In a class of 100 students, the mean score of the exam is 75, with a standard deviation of 6. What is the maximum number of students who could have made 100 on the exams?
What I tried
$P(X = 100) = P(X>99)\leq (1/99)E(X) = 75$ students. Apparently this is not correct.
Thanks,
I'll assume that the possible scores are integers $0$ to $100$ (fractional scores are not allowed). Suppose $x_i$ students get score $i$, $i = 0 \ldots 100$. We have $$ \eqalign{\sum_{i=0}^{100} x_i &= 100\cr \sum_{i=0}^{100} i x_i &= 7500\cr \sum_{i=0}^{100} i^2 x_i &= 100 (6^2 + 75^2) = 566100\cr \text{all}\ x_i \ge 0} $$ and you want to maximize $x_{100}$.

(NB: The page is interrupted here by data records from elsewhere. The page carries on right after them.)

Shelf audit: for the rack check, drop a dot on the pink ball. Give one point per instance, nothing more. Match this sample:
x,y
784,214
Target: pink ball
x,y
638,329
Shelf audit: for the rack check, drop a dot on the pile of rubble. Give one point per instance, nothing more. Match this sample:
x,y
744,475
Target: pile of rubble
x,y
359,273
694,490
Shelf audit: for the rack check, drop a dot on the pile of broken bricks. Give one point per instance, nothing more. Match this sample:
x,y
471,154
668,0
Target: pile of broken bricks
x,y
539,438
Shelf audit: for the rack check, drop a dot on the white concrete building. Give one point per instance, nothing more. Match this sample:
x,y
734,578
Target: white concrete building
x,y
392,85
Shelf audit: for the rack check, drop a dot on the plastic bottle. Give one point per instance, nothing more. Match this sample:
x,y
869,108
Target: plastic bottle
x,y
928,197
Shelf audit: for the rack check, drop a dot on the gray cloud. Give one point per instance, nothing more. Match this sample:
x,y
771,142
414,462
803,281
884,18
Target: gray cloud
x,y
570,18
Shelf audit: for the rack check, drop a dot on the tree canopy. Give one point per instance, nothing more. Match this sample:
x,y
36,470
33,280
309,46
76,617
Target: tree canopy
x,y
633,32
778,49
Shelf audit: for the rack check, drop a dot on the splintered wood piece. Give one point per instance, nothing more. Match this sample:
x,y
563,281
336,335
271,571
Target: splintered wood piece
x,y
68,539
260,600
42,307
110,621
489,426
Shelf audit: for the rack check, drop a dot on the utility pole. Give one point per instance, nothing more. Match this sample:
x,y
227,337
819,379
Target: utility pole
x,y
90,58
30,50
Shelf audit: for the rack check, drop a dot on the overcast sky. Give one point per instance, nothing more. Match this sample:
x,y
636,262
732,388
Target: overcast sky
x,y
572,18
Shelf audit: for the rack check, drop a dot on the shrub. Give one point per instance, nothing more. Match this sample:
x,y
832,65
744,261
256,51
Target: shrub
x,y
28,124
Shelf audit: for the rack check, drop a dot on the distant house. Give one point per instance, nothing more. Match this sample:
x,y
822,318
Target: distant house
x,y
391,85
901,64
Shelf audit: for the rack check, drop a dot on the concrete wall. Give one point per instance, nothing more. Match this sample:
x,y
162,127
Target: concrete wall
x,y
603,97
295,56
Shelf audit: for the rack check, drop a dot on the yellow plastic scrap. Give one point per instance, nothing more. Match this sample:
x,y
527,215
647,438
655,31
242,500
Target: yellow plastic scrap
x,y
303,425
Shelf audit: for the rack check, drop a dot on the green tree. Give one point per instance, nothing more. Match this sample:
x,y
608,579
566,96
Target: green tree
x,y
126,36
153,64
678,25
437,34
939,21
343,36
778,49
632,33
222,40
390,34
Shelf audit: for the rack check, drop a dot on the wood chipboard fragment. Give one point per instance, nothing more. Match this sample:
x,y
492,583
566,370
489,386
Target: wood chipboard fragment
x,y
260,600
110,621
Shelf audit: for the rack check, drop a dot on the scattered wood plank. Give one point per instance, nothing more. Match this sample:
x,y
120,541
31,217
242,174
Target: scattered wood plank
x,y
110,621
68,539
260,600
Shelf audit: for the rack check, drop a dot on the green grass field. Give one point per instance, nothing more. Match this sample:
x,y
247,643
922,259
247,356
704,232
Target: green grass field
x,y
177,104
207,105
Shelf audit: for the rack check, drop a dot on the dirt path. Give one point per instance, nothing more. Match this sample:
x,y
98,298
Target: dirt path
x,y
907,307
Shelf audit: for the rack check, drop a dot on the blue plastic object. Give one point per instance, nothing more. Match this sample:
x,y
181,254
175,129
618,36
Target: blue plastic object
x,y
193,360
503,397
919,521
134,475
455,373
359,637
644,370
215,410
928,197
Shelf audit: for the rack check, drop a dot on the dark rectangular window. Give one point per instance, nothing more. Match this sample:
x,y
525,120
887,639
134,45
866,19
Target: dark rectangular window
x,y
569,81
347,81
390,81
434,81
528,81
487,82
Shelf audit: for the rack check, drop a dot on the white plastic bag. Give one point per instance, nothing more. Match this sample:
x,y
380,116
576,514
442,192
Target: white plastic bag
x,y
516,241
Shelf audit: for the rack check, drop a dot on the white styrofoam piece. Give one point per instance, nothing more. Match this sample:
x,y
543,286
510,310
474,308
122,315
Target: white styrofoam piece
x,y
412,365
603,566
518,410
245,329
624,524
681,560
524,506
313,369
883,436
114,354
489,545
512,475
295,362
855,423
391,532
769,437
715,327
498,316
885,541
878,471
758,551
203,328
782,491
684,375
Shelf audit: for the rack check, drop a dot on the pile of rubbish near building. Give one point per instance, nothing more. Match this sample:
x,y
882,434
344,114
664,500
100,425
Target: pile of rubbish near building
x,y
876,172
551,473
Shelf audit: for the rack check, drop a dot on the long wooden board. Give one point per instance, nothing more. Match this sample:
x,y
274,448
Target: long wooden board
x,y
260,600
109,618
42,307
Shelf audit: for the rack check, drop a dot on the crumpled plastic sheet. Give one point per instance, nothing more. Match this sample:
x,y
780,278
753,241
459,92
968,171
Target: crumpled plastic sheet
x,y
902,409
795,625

As a linear programming problem, this has optimal solution $x_{73} = 1100/27 \approx 40.74$, $x_{74} = 700/13 \approx 53.85$, $x_{100} = 1900/351 \approx 5.41$. Of course we want integer solutions, but this does tell us it's impossible to do better than $x_{100} = 5$. It turns out there are integer solutions with $x_{100} = 5$, e.g.:
$$ \eqalign{x_{67} &= 3\cr x_{71} &= 2\cr x_{72} &= 1\cr x_{73} &= 17\cr x_{74} &= 69\cr x_{76} &= 1\cr x_{77} &= 1\cr x_{85} &= 1\cr x_{100} &= 5\cr \text{all other}\ x_i &= 0\cr} $$ (I found this using Cplex)
Thus the maximum possible number of students getting $100$ is $5$.